Alternative Festive Feasts

Dreaming of Alternative Festive Feasts? Illustration by Kaylene Alder
Dreaming of a tropical Christmas? We may have the answer… illustration by Kaylene Alder

Our KP gift to you this Christmas is a couple of ideas for Alternative Festive Feasts. Many of us will soon be sitting around a dinner table sharing a festive meal together, so we thought we’d end the year by offering you some recipes to give your dinner a twist. First up:

Roast Pork By Fish, Wings & Tings (as featured in Recipes from Brixton Village by Miss South)

How about this year we cook Trinidadian Roast Pork instead to spice things up a wee bit? For those who can’t bear the sight of turkey and don’t give a damn about goose, here is a more tropical take on the festive main dish.Very simple but packed with flavour! Light up Xmas Day, Boxing Day or whenever you wish with a heavy dose of hot sauce. In this glorious dish pork belly is marinated in a powerful blend of ginger, garlic, thyme, scotch bonnet, dark rum and other lovely stuff. It’s 100% guaranteed to transform your festivities for sure. Just serve up with rum punch and dancing!

Ingredients
  • 1kg fresh boneless pork belly, skin left on and scored
  • 8cm piece of ginger
  • 25 cloves of garlic, peeled and grated
  • 1 tablespoon fresh thyme leaves
  • 2 scotch bonnet peppers, finely chopped
  • 375ml dark rum
  • 10-15 dashes Angostura bitters
  • 2 tablespoons annatto oil
  • sea salt and freshly ground black pepper

Ask your butcher to score the skin on the pork or use a super sharp knife to do this yourself. Place the pork in a dish and season well with salt and pepper.

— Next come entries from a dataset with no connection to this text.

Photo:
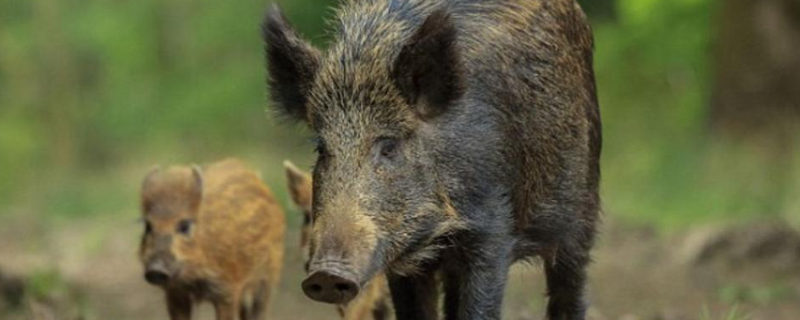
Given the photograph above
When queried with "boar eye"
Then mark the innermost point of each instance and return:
(185, 226)
(387, 147)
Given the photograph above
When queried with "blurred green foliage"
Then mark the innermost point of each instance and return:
(94, 92)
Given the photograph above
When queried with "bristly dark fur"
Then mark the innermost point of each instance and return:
(291, 64)
(456, 137)
(427, 67)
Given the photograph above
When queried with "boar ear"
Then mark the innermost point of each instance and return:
(292, 64)
(300, 186)
(196, 190)
(427, 69)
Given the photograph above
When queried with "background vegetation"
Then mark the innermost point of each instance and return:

Finely grate the ginger and then squeeze the pulp over a small bowl to extract the juice. Discard the pulp. Add all the remaining ingredients to the ginger juice and mix, then pour the marinade over the meat. Massage it into the pork (it’s best to wear gloves for this if you’re sensitive to chilli) and leave it to marinate overnight in the fridge.

Preheat the oven to 250C and take the pork out of the fridge to come up to room temperature. Line a roasting tin with foil and place the pork in it, scraping off any excess marinade.

Roast the pork for an hour, then remove from the oven and allow to cool. Cut the pork into cubes and serve with hot pepper sauce on the side. The skin will be crisp and the meat very tender.

Buy Recipes from Brixton Village by Miss South here

And for those diners who are tired of meat, could we suggest:

Aubergine Parmigiana from The Parlour Cafe Cookbook

Alternative festive feasts are also for veggies! Layers of piping-hot aubergine, tomato, mozzarella and basil will make for a golden and bubbling treat. Serve it all up in one dish and save on washing up time allowing you to focus on more important things like vino and zoom calls with friends.

Ingredients
  • 4 large aubergines
  • 100ml olive oil
  • 20 vine tomatoes
  • 2 teaspoons icing sugar
  • 375g mozzarella
  • 30g basil leaves, stalks removed
  • 70g Parmesan
  • 500ml homemade tomato sauce
  • salt and freshly ground black pepper

Preheat the oven to 220C.

Heat a couple of large baking trays in the oven. Cut the aubergines into 2cm slices widthways. toss the slices in 5 tablespoons of the olive oil until they are all glistening. Season with salt and freshly ground black pepper and space them out on the hot oven trays, making sure they have enough room. Put them in the oven and bake until browned (20 minutes should do it).

Cut the tomatoes in half and scoop out the seeds with a teaspoon. Toss them in the remaining olive oil, season and put onto hot oven trays, then douse in sieved icing sugar for the sweet sensation and bake for 20 minutes.

Reduce the oven to 180C.

Cut the mozzarella into thinnish slices. Spread some of the tomato sauce over the base of a large, deep oven-proof dish 9at home I use an oval one about 30 x 20cm and 6cm deep).

Once the aubergines and tomatoes are out of the oven and have cooled, start building your parmiagana. Start with a layer of aubergine, then tomato, then mozzarella and basil and repeat, finishing with a layer of mozzarella.

Now place some more dollops of tomato sauce loosely over the top and sprinkle generously with shavings of Parmesan. Bake for 30 to 40 minutest until golden and bubbling.